The Other Room III © Guan Lee
This practice-led research project will reconsider the extraction and use of local clay deposits by combining traditional expertise with robotic technologies. Focusing on the geological and cultural sites of clay beds in Buckinghamshire, the aim of the project is to advance sustainable and site-responsive architectural practices. We understand sustainable practices as being of natural and social benefit both now and in the future.
Based at Grymsdyke Farm research facility, we will work with local communities and expert practitioners and researchers to identify ways in which robotic clay dispensers can work with traditional building practices. Previous research at Grymsdyke Farm suggests that digital and robotic technologies are able to create more efficient forms using less material. As such, it is necessary to investigate the ways in which current advances in robotic technology may enhance sustainable practices. This project is relevant to architects, the built environment sector, and the local community, which has seen dramatic decline in its clay industry over the past fifty years – effecting both the economy and cultural traditions of these areas.
The objectives of the project are  to develop a local clay ‘recipe’ that works sustainably with the robotic dispenser, and which can be used with digital technologies to create domestic and architectural forms that are ecologically and economically efficient and  to develop a collaborative research method throughout the project, which builds upon existing expertise, enables local involvement and contributes to the open access sharing of data with other research groups.
The outputs of the project are  Comparative data that measure the sustainability of the processes - both socially and ecologically,  Exhibition of work and publications that make visible the process and outcomes to the local community, architects and the built environment sector, and  Final evaluation and plan for possible future development.
Dr Guan Lee has a BSc. in Architecture from McGill University, Montreal, Canada (1997), an Architectural Association (AA) Diploma (1999) and an MSc. Landscape Urbanism (2003), also from the AA, and completed his PhD by Design (2013) at the Bartlett, UCL. He is founder and director of Grymsdyke Farm, a research facility and architecture workshop located in Lacey Green, Buckinghamshire. Grymsdyke Farm’s motivating concept is to establish and explore the value of living/working arrangements that involve intimate engagement with materials and processes of making. Lee’s practice engages in a wide range of design fabrication, digital and analogue. Its aim is to expose, articulate and demonstrate the essential connections between processes of design, making and place.

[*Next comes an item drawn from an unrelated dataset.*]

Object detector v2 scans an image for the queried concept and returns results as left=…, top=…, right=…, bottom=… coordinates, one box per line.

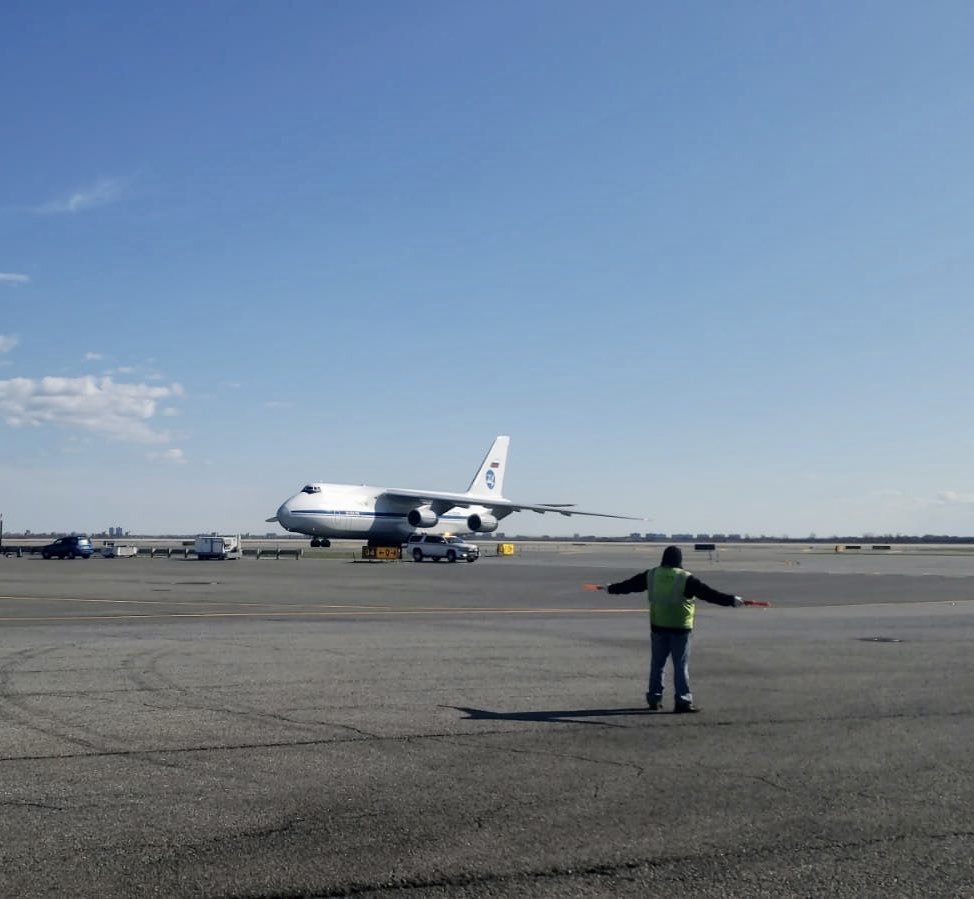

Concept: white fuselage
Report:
left=277, top=484, right=500, bottom=543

Dr Eleanor Morgan is an artist and researcher based at the Slade School of Fine Art, UCL. She has significant experience in facilitating successful collaborative research projects using practice-led methods, and carried out much of her doctoral research and training within the UCL Department of Anthropology, with a focus on material culture. Her knowledge and experience of studying the different uses and perception of materials, and how these relate to the processes and communities in which they are used, are vital to the development and evaluation of the project. She has exhibited and presented widely, and details of her art, writing and research projects can be seen on her website at www.eleanormorgan.com.